Oil and Politics: Together Again
What will happen later this year if gas prices do break the $5 per gallon psychological barrier?
First, the problem is likely to directly impact the US far worse than most other nations. Countries that tax fuel at high rates (including most European nations) have in effect already adapted to higher prices and will therefore be somewhat cushioned from the impact. Meanwhile countries that export oil will actually benefit from expensive crude.
Some analysts have suggested that price run-ups of the past few years have forced the US to adapt, and that America is now more resilient to oil price shocks than was formerly the case. Our new cars are more fuel efficient, and most industries (including the airlines) have by now factored higher oil prices into their business models. There is some truth to this, but the adaptation is only partial at best. When gas hits $5 a gallon, consumers will need to cut back somewhere.

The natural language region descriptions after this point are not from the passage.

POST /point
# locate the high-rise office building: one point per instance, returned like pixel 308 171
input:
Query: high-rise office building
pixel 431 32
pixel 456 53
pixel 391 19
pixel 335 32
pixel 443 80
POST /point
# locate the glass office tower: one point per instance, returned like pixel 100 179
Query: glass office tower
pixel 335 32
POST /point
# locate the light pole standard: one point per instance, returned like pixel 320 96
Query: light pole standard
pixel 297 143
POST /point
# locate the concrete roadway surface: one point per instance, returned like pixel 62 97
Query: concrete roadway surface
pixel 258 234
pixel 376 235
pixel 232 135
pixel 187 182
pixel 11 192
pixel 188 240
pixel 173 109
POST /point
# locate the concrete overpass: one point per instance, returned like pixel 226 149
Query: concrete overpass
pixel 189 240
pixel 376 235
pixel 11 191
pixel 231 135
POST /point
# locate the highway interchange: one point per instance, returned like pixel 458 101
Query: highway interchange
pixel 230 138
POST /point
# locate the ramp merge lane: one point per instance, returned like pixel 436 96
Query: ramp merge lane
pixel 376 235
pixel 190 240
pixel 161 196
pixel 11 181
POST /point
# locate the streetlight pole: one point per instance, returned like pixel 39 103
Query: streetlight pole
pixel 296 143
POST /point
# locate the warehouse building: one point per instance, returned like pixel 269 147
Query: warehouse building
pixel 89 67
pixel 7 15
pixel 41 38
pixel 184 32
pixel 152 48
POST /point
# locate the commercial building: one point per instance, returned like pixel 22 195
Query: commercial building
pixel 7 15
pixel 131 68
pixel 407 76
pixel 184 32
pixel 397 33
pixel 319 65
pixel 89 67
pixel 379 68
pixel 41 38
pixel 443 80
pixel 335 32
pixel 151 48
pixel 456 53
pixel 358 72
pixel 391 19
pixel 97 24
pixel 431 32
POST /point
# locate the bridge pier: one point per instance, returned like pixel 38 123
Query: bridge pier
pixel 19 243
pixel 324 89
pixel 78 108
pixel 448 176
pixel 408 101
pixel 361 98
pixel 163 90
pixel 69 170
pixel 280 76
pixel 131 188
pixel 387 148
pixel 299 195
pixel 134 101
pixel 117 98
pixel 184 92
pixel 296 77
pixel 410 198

They’re already in debt up to their eyeballs and facing stagnant or declining household incomes. Something has to give.
Let’s not forget (though we wish we could): it’s election season! Republicans are already hammering Obama over the prospect of $5 gas and promising that, if elected, they will drive prices down to half that level. Meanwhile, with the exception of Ron Paul, they’re demanding harsher dealings with Iran, and are thus exacerbating one of the primary factors driving prices up. Altogether, it’s a neat trick.
Obama will be doing everything he can to keep gasoline prices in check. But what are his options? He could open up the sale of drilling rights on more federal lands—yet while that might make the fossil fuel industry happy, it will have no immediate impact on oil markets.

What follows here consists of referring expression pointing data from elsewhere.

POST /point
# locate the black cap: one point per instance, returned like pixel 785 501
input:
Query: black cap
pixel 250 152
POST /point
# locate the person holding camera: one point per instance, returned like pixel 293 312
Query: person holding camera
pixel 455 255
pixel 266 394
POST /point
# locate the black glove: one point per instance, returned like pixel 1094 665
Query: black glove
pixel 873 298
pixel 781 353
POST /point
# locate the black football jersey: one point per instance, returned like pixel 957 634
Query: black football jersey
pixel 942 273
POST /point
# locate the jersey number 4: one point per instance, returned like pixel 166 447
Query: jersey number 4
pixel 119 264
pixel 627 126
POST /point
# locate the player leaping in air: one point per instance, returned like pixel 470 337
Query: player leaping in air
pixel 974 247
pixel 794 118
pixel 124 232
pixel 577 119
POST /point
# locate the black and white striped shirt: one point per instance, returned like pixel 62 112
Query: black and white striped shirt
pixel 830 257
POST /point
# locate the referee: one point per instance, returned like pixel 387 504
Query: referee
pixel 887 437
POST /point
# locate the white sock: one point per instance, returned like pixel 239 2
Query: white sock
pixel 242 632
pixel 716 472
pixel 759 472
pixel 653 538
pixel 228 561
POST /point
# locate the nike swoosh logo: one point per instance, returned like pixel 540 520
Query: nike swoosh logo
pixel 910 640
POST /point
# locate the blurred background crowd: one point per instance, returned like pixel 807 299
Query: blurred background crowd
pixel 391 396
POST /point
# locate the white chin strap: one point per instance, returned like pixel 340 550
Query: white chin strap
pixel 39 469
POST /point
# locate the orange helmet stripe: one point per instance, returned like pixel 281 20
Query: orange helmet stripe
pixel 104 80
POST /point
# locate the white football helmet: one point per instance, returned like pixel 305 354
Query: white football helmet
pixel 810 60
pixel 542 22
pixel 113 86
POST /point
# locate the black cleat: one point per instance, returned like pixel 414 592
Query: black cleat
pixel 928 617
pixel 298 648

The one thing he could do that would have some short-term effect is to sell oil from the Strategic Petroleum Reserve (SPR) on the open market. The day of the announcement, oil prices would plummet. They might remain depressed $10 or more for a few weeks, but the impact would only be temporary. Meanwhile Obama’s Republican rivals would decry the use of the SPR for political purposes. Opening the SPR would in any case offer no solution to the deeper problems making fuel less affordable. And an emptying of the SPR prior to a potential showdown with Iran over the Strait of Hormuz would indeed be foolish.
In fact, the only thing likely to reduce prices substantially and for a long period of time is serious, prolonged global economic contraction. But this is unlikely to be a plank in any candidate’s platform.

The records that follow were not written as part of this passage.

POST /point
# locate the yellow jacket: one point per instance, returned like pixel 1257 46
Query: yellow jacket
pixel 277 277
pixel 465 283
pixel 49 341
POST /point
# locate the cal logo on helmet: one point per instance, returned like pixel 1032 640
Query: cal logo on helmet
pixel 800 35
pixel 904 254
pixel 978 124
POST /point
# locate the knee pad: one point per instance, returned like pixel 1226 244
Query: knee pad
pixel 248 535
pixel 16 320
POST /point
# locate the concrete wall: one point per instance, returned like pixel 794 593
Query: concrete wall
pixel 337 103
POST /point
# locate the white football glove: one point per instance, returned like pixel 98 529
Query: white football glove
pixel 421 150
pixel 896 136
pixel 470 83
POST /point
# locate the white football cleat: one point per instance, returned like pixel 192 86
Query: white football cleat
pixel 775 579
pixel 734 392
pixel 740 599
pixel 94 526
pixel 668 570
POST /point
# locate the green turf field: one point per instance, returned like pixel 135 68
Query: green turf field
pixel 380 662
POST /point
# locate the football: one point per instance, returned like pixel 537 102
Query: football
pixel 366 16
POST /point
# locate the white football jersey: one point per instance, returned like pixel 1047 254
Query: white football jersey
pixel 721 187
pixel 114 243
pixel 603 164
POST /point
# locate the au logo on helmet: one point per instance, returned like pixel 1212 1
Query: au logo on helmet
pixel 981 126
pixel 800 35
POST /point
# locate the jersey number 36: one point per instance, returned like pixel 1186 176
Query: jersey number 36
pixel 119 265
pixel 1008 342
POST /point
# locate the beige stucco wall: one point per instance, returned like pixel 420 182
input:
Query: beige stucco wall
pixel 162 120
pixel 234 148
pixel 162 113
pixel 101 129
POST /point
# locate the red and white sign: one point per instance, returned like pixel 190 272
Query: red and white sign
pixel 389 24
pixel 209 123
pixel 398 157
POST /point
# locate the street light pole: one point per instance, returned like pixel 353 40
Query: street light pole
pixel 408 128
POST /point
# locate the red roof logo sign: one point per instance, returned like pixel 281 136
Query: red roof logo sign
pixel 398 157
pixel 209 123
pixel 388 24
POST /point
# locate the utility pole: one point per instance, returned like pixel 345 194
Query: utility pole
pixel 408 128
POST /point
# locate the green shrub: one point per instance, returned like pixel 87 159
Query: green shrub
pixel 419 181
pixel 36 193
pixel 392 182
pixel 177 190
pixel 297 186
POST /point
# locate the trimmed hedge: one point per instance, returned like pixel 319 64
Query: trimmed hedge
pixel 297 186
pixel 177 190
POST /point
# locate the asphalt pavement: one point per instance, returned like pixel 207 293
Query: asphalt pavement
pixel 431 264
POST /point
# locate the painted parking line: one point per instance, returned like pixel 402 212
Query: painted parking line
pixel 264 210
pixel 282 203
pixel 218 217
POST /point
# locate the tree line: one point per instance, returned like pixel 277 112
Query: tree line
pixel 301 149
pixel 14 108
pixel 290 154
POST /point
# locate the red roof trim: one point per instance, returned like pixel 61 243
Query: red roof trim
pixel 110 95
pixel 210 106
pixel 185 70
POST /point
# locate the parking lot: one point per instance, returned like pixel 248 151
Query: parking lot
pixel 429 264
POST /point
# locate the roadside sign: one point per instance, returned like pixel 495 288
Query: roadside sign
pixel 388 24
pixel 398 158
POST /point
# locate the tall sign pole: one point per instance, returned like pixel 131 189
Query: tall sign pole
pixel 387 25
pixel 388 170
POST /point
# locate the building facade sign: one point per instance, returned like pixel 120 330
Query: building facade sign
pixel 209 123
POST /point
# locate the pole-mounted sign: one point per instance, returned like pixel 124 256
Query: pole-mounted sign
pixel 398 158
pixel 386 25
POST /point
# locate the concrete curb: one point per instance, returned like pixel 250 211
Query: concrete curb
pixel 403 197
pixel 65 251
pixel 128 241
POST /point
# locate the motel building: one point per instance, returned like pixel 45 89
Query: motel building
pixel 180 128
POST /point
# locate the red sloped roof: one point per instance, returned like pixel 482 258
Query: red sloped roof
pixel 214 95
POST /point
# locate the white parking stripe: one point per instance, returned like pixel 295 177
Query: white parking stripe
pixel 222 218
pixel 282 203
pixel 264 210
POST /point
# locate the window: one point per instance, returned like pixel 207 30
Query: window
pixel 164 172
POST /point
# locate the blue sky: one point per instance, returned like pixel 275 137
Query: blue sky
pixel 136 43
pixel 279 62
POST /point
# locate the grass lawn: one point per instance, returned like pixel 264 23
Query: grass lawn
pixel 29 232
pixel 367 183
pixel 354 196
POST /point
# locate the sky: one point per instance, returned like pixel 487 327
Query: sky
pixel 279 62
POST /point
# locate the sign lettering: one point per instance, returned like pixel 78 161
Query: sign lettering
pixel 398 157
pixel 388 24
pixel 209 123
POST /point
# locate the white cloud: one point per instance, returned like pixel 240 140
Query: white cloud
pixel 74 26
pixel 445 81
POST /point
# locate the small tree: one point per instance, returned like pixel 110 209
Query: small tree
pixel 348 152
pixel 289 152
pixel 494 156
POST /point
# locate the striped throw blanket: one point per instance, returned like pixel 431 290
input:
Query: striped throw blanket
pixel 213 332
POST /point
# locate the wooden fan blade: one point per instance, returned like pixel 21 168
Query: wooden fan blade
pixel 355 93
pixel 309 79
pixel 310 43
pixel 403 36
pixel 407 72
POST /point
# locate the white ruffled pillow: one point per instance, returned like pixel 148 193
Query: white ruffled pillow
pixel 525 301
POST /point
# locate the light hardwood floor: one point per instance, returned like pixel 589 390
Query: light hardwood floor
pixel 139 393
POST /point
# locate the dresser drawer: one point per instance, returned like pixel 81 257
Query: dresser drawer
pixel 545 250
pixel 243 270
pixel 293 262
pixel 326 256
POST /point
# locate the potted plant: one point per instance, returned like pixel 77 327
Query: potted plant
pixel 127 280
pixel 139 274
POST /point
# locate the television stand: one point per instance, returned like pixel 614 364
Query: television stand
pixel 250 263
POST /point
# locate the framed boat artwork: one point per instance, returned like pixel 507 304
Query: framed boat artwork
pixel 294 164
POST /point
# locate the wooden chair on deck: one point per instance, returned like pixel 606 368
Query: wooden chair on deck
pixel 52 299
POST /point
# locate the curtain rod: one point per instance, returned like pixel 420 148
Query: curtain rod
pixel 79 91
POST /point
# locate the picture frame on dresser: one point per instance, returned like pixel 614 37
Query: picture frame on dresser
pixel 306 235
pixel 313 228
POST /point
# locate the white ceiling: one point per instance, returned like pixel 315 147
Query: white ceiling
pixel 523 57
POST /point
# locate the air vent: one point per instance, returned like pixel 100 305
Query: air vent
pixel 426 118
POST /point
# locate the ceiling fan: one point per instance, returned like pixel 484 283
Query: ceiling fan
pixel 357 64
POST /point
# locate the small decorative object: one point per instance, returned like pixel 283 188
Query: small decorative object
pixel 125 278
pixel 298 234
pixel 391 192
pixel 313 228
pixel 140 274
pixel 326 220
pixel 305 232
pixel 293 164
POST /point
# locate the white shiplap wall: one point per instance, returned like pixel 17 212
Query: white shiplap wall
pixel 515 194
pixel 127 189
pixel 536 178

Lots of smart people will be striving to manage these worsening problems. Obama will try to keep a lid on the Israel-Iran dispute until after the election. He’ll aim to keep gas prices down while appearing to give every possible perk to the oil and gas industry. He’ll also try to keep impacts to the economy minimal—or at least delay the release of statistics that reveal just how bad the situation really is.
At the same time, though, his political enemies will be highlighting economic damage and trying to exacerbate the geopolitical crisis.
Keeping this simmering pot from boiling over may just be more than mere mortals can do.